Like checking on them at least once in 6 weeks after they have suffered a grade 3 sprain while playing basketball with their 11 year old son.

Or shoveling snow from the driveway of one of your injured officers even though they have 3 teenage boys.

That would be a good start.

See Related: “The Top Ten Rules of Good Police Leadership”

9 Comments

  1. Salty, former Sgt. Lt. and Ass. Chief here, add to this the common comment : “If you don’t like it here , leave” ; or the old “hey, one you are in a command postion you will understand” like I am a fucking idiot right?

  2. They literally got me a cookie cake with “if you don’t like it, LEAVE!” when I switched PD’s. Pension and m-f shift reigns supreme against decent working environments

  3. great advice. Hopefully, you were in a challenging MOS in the Marines. not a supply sergeant or a helicopter mechanic,. As a former corporal in the Grunts, I learned if your in combat, your cant be a hardass, if you court martial them, they don’t care-at least they are not being shot at.

  4. I have a bit of a twist to this. I’m federal wirh a small agency, and have over 32 years of local, state and fed time. For the past two years, i have had the honor of working for the worst micromanaging, hateful, racist (she’s African-American), favorite-playing boss I’ve ever had at ANY job, including high school. I literally hate/loathe coming to work. She and I worked together as peer agents and were good friends. I always thought a lot of her, but when she promoted to the top position in our office (we have one boss in a small region – nowhere to flee), she became a maniacal witch (but only to the white and hispanic personnel – I’m Hispanic). She’s living proof you can know the line aspects of the job, and still be the worst manager from the deepest recesses of Hell, by treating your people like dirt. So now, I’m counting the days to make my 20, so I can go clean toilets at Golden Corral; the figurative equivalent of my job.

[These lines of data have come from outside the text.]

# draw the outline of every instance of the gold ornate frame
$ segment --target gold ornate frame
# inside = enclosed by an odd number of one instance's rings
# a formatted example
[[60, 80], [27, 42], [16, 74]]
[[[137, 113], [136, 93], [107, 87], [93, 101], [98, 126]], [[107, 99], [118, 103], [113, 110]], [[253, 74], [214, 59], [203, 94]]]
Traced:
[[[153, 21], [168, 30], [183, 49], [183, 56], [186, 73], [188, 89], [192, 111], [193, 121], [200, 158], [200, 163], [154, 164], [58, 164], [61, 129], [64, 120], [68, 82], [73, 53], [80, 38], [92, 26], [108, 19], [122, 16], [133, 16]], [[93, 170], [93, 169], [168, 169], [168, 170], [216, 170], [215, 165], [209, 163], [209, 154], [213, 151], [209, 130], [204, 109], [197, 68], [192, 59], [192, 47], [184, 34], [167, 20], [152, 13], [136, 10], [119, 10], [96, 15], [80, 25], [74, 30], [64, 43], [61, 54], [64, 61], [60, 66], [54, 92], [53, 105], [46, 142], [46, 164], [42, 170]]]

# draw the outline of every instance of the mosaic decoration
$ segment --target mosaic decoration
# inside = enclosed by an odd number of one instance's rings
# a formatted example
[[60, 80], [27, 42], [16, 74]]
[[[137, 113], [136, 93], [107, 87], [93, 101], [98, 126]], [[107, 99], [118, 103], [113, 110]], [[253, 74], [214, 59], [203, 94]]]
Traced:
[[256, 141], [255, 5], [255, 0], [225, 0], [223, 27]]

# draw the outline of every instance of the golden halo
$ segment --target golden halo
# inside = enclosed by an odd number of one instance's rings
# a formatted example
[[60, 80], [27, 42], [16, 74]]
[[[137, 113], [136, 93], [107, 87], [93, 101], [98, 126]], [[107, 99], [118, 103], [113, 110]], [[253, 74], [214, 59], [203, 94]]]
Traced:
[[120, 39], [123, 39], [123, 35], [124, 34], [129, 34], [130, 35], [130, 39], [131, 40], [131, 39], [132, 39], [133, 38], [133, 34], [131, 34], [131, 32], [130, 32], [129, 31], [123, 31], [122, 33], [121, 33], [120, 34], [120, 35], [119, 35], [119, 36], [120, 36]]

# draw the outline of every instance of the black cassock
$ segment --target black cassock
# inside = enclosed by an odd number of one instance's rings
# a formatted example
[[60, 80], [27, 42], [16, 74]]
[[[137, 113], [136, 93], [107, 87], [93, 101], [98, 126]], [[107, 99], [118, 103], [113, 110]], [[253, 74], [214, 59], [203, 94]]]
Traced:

  5. you can tell her, in a joking sort of way, a guy in colorado, gary, was in the Marine corps. the day he was promoted to Corporal, another corporal told him if the only way you can get people to do things is by threating or force, you don’t belong in a leadership position. Someone actually told me that when I was promoted.

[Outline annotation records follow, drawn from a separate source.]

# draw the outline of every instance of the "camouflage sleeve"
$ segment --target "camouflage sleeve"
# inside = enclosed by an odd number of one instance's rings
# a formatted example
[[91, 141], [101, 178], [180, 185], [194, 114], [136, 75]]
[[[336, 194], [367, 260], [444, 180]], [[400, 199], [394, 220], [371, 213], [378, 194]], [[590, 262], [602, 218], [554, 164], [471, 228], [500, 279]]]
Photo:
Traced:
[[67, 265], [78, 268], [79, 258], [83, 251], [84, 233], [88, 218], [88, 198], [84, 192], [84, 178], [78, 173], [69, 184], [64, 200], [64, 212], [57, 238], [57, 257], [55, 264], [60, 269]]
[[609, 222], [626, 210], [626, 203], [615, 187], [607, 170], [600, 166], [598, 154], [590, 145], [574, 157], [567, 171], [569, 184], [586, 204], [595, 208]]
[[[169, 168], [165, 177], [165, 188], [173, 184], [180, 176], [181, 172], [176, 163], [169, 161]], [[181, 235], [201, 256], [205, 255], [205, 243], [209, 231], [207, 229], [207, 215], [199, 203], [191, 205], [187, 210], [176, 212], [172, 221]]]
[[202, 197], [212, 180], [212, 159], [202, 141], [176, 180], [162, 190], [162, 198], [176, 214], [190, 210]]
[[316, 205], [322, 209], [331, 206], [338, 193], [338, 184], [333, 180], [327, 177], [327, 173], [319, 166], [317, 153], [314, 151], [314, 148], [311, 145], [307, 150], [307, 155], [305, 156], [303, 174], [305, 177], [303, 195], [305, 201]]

  6. That’s good advice Gary. I try to remember that, sadly, those of us who learned the value of servant leadership are greatly outnumbered by those who practice “legitimate authority” leadership. Always remember that managing is not the same as mentoring. I was in a promotional interview for my agency and they asked me to define my philosophy of leadership. I replied that, in the condensed version, you lead people- you manage problems. The managers in the panel had the deer in the headlights look and asked what that meant. I later told that story to a coworker marine buddy who just laughed and said “well, what’d you expect?” I always expect more.